How can one live this way?
My Migrant Soul
Bangladesh, 2000
Colour, Beta-SP/PAL, 35′
Bengali, Direction: Yasmine Kabir
A young Bangladeshi man, he lived with his mother and sister in a modest house. A chance meeting with an acquaintance on a rickshaw, and then the fateful question, do you do anything? "Not really… sometimes I write for the papers… sing, tutor." How much do you earn? "Three or four thousand Taka a month. My mother takes in some sewing." I work for a recruitment agency. If you work abroad, you will be able to bring back money. This is how it began, according to the documentary My Migrant Soul. The idea cannot have been alien to Babu. In 1993, the year this conversation took place and Babu decided to go to Malaysia, over 240,000 Bangladeshis went to work abroad. But although he must have been aware of the possibility, for some reason Babu had not considered it until then. He decided he wanted to go. Again, some fairly commonplace things happened. In order to go, Babu needed to raise money for his passage and for the agency, Paradise International Travels, to arrange a job and the necessary papers. It might be fair to say that if Babu had this money—it varies between $500 and $1,500 in South Asia—chances are, he would not have needed to go abroad to work in the first place. So people who want to, or need to, work abroad, in the Gulf, in Malaysia or in Japan, borrow, sell kidneys, or mortgage their tiny dwellings. Babu was lucky. His mother had some land that she sold.

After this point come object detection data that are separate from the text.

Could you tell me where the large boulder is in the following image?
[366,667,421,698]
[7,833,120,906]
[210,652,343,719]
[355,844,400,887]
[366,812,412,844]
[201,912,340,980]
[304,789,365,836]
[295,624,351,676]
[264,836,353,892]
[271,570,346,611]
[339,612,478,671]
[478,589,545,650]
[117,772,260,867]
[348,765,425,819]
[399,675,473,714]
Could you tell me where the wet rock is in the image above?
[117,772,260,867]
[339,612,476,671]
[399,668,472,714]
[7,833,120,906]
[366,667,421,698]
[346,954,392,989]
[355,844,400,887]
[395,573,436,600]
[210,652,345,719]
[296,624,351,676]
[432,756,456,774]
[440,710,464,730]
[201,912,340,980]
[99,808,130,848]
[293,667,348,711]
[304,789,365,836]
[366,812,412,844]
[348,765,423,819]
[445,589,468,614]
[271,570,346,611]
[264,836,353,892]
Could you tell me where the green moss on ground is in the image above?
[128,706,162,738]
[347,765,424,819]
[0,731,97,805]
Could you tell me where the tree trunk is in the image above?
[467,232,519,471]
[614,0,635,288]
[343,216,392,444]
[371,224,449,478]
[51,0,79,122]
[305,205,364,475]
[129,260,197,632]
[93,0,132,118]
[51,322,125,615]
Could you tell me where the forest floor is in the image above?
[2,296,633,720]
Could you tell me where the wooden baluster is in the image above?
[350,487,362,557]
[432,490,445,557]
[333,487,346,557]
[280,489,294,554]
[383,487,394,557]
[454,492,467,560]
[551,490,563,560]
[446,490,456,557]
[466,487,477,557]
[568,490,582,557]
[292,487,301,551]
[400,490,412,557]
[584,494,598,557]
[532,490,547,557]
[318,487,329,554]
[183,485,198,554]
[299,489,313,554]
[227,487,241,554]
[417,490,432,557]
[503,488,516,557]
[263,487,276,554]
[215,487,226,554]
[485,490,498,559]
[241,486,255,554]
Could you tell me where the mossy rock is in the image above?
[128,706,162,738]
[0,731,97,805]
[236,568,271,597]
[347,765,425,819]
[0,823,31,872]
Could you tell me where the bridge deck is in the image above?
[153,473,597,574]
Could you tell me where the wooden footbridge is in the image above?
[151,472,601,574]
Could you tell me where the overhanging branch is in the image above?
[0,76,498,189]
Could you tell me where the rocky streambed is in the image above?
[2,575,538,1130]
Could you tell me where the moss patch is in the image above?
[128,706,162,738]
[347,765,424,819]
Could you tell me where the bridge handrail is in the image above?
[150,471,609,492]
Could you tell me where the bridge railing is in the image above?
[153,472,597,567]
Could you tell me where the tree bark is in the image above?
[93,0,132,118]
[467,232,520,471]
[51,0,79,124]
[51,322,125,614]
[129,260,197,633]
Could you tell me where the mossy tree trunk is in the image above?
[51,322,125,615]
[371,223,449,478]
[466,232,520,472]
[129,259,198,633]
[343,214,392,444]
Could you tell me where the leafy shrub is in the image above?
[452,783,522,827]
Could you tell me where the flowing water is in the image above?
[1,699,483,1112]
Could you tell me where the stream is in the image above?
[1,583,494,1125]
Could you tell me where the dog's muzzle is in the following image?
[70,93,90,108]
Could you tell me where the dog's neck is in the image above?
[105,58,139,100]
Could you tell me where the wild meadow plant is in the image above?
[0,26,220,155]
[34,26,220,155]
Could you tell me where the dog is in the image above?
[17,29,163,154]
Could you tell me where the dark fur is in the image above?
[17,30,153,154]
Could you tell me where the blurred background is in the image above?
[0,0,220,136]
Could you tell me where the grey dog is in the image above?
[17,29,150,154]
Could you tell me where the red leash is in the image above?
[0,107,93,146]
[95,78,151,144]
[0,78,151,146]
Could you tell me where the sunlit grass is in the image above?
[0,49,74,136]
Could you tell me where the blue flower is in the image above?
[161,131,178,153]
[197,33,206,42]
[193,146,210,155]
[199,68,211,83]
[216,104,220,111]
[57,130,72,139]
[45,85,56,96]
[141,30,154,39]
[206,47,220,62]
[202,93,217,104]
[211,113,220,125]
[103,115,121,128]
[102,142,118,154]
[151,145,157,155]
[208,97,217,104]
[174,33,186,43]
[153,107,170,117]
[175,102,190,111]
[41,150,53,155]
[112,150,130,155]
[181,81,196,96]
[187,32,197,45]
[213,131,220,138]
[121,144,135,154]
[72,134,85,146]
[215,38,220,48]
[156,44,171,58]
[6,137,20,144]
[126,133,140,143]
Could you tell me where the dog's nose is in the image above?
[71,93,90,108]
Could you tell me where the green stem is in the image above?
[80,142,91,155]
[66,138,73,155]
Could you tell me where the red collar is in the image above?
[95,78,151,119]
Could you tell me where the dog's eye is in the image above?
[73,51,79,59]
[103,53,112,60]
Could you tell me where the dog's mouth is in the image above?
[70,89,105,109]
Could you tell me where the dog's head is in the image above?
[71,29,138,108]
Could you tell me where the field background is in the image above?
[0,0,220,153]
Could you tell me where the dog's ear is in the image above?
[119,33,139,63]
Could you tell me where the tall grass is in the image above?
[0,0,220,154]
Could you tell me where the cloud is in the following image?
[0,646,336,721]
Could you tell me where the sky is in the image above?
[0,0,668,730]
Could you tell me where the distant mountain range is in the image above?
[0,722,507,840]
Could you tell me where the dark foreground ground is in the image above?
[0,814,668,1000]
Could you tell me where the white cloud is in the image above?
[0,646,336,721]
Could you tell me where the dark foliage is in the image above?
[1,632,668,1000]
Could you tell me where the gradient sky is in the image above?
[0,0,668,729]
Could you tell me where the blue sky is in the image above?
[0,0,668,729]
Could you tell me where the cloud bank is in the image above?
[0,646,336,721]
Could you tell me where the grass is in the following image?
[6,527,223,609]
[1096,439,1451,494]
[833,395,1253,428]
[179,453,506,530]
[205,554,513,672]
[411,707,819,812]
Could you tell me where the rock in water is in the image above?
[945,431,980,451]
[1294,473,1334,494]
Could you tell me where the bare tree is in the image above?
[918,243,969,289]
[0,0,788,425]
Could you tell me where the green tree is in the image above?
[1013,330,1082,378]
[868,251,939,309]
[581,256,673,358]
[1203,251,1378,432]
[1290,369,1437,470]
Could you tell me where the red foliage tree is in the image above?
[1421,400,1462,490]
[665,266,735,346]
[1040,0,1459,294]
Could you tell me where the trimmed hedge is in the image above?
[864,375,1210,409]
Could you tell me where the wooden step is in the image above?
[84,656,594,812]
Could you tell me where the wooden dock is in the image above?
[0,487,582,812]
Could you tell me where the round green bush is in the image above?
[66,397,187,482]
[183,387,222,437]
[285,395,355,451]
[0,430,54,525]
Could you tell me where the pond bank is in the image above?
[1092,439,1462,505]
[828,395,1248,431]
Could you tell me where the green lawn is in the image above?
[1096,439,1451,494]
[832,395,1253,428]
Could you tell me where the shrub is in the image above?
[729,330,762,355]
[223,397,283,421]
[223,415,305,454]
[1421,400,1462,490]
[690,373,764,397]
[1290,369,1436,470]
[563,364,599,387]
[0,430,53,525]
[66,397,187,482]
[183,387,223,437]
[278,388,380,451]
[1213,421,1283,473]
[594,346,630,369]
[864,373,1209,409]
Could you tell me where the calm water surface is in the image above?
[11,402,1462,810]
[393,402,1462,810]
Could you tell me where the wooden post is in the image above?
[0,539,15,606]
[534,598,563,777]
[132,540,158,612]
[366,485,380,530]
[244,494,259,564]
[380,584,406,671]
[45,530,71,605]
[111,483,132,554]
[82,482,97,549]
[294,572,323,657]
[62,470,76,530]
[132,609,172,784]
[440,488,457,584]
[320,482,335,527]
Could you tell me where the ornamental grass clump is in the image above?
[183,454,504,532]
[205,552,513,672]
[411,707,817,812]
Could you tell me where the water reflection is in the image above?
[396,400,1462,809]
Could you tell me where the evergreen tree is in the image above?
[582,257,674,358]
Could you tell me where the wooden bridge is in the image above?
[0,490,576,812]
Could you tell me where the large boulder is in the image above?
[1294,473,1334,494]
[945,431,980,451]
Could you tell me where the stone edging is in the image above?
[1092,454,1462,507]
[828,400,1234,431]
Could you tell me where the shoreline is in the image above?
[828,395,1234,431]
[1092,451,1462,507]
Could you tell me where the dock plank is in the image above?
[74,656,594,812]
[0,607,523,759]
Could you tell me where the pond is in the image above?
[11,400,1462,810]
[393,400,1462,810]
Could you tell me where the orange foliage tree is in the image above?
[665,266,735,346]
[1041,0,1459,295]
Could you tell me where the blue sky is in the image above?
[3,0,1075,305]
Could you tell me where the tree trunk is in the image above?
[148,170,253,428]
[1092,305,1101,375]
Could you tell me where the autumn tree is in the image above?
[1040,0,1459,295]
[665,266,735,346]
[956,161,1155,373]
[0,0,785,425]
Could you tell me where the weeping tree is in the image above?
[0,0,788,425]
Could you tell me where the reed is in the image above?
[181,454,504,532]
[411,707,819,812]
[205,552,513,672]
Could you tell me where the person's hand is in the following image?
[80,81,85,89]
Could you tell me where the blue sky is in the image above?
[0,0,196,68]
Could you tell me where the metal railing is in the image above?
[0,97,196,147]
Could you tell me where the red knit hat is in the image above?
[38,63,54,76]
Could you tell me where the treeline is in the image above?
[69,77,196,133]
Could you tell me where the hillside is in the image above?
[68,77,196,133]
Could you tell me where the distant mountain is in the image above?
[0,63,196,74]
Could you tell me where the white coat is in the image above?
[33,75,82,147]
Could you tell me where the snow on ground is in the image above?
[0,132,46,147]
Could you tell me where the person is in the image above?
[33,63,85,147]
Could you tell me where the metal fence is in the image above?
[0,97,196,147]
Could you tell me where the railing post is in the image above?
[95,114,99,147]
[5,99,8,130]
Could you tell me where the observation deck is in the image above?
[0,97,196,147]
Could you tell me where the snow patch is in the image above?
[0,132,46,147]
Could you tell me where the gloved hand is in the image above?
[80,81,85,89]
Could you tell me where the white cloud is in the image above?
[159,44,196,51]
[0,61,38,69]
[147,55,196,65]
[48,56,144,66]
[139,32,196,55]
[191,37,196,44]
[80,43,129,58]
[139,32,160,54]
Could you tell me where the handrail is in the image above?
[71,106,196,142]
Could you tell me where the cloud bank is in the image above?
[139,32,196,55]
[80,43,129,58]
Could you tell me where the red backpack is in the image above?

The day came for Babu to leave, and the young man, aware that it might be some time before he came back, did not eat the rich meal his mother had prepared, but asked instead for his "national dish"— fermented rice, onions and green chillies. Babu took the rickshaw to the agency from where he would be taken to the airport, telling his cousin, "I'm going abroad. If I live, I'll write the history of my travels. In Malaysia, I will write a poem about it. I've eaten the national dish and I'm taking the national vehicle." Babu's mother, sister and little niece tell us all this. This was the last time they saw him. For about two years after he left, Babu communicated with them through letters and occasionally, tapes that he made for them, talking and singing. Initially, he even sent photographs that show a happy young man with some friends— they are all dressed in bright, clean clothes and the pictures resemble tourist shots. Over these, his sister talks about how she saw Babu boarding his flight with other workers from the agency, waving his handkerchief and wiping his eyes.